Link to the Lumping video for email subscribers.

But even with the errors in the training and the slightly aversive setup, Zani hung in there with me and was wagging her tail in the last section. She successfully learned the behavior I was teaching and got 24 tasty food treats in the three minutes of training time shown. Not a bad rate at all, considering that there were two dry spells and also that she was spending a fair amount of time chasing down treats.

So here is a thought experiment. Imagine that instead of what you saw in the video, I used aversive methods to get the targeting behavior from Zani. You can imagine a combination of physical manipulation and body pressure, or a shock collar. No food in the picture. (If you are imagining Zani falling to pieces, that’s about right.) Now add to that multiple errors of timing and criteria, and an unwise setup that creates a tight space. How is Zani doing now?

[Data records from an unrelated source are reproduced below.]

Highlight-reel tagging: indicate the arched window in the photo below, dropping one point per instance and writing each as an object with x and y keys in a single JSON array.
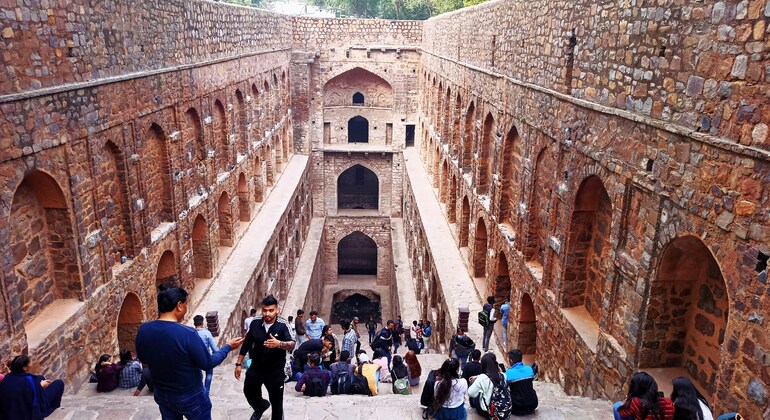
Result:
[
  {"x": 358, "y": 188},
  {"x": 358, "y": 130},
  {"x": 357, "y": 254}
]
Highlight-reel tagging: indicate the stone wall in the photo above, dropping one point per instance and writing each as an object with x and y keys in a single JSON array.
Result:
[{"x": 669, "y": 173}]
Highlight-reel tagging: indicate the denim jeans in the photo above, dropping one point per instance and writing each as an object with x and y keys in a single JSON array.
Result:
[
  {"x": 194, "y": 405},
  {"x": 207, "y": 381}
]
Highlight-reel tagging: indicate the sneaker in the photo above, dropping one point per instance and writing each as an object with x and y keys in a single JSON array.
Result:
[{"x": 258, "y": 414}]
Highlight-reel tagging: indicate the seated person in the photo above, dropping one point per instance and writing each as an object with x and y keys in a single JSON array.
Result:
[
  {"x": 342, "y": 372},
  {"x": 520, "y": 379},
  {"x": 131, "y": 373},
  {"x": 314, "y": 381},
  {"x": 107, "y": 374},
  {"x": 27, "y": 396},
  {"x": 370, "y": 371},
  {"x": 643, "y": 401},
  {"x": 381, "y": 359}
]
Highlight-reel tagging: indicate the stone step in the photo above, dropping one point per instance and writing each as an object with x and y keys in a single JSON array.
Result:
[{"x": 229, "y": 403}]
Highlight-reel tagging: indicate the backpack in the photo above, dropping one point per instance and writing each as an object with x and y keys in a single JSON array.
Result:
[
  {"x": 401, "y": 385},
  {"x": 360, "y": 385},
  {"x": 500, "y": 404},
  {"x": 343, "y": 383},
  {"x": 426, "y": 398},
  {"x": 315, "y": 387}
]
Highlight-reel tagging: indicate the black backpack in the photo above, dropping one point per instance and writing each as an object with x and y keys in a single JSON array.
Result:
[
  {"x": 426, "y": 398},
  {"x": 343, "y": 384},
  {"x": 315, "y": 387},
  {"x": 360, "y": 385}
]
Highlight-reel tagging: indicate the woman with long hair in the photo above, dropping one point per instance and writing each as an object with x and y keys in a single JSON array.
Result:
[
  {"x": 643, "y": 401},
  {"x": 107, "y": 373},
  {"x": 449, "y": 393},
  {"x": 27, "y": 396},
  {"x": 689, "y": 404},
  {"x": 483, "y": 384},
  {"x": 415, "y": 370}
]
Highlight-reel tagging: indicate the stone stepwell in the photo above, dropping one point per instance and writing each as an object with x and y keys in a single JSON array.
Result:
[{"x": 229, "y": 403}]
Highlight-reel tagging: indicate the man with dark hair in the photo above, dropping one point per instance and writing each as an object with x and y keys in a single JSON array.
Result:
[
  {"x": 267, "y": 342},
  {"x": 520, "y": 378},
  {"x": 211, "y": 347},
  {"x": 490, "y": 327},
  {"x": 247, "y": 321},
  {"x": 177, "y": 356},
  {"x": 314, "y": 381},
  {"x": 314, "y": 326},
  {"x": 299, "y": 327}
]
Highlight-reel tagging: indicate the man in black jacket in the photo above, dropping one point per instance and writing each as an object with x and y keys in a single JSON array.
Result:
[{"x": 267, "y": 342}]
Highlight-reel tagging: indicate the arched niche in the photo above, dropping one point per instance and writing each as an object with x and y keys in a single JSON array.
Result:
[
  {"x": 358, "y": 188},
  {"x": 357, "y": 254}
]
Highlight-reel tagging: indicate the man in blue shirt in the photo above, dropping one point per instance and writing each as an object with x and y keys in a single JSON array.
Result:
[
  {"x": 314, "y": 326},
  {"x": 504, "y": 309},
  {"x": 177, "y": 356},
  {"x": 211, "y": 347},
  {"x": 520, "y": 378}
]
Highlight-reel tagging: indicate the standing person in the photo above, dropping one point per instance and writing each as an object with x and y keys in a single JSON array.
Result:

That is a much fairer comparison of the results of different training methods.

The Proper Rejoinder

Evoking the scenario of the stressed-out R+ dog in argument invites the following response:

It’s a good thing the dog was being trained with positive reinforcement then. Adding training errors and aversive situations to any protocol can cause stress. Think how much worse it would have been if the dog were being deliberately trained with aversives to start off with!

The real illogic of the comment in the title is that in most examples described it’s the addition of aversive stimuli that creates stress. Blaming stress that results from the accidental inclusion of aversive stimuli on the process of positive reinforcement training is not only illogical; it’s a cheap shot.

Conclusions from Examples

Drawing conclusions from examples is tricky, and can easily lead to the logical fallacy of “missing the point.”

A couple of the valid conclusions that can be drawn from the “stressed-out R+ dog” scenario are that some positive reinforcement trainers lack mechanical or observational skills, and that it is possible for other learning processes besides positive reinforcement to be going on when we are trying to train with R+.

What the scenario doesn’t support is the idea that there is some unknown dark side intrinsic to positive reinforcement training, or that there are characteristics of training methods that are immune to analysis through learning theory, or that stressors from lack of skill happen only in R+ training, or that training based on the use of aversive stimuli can make for a happier dog.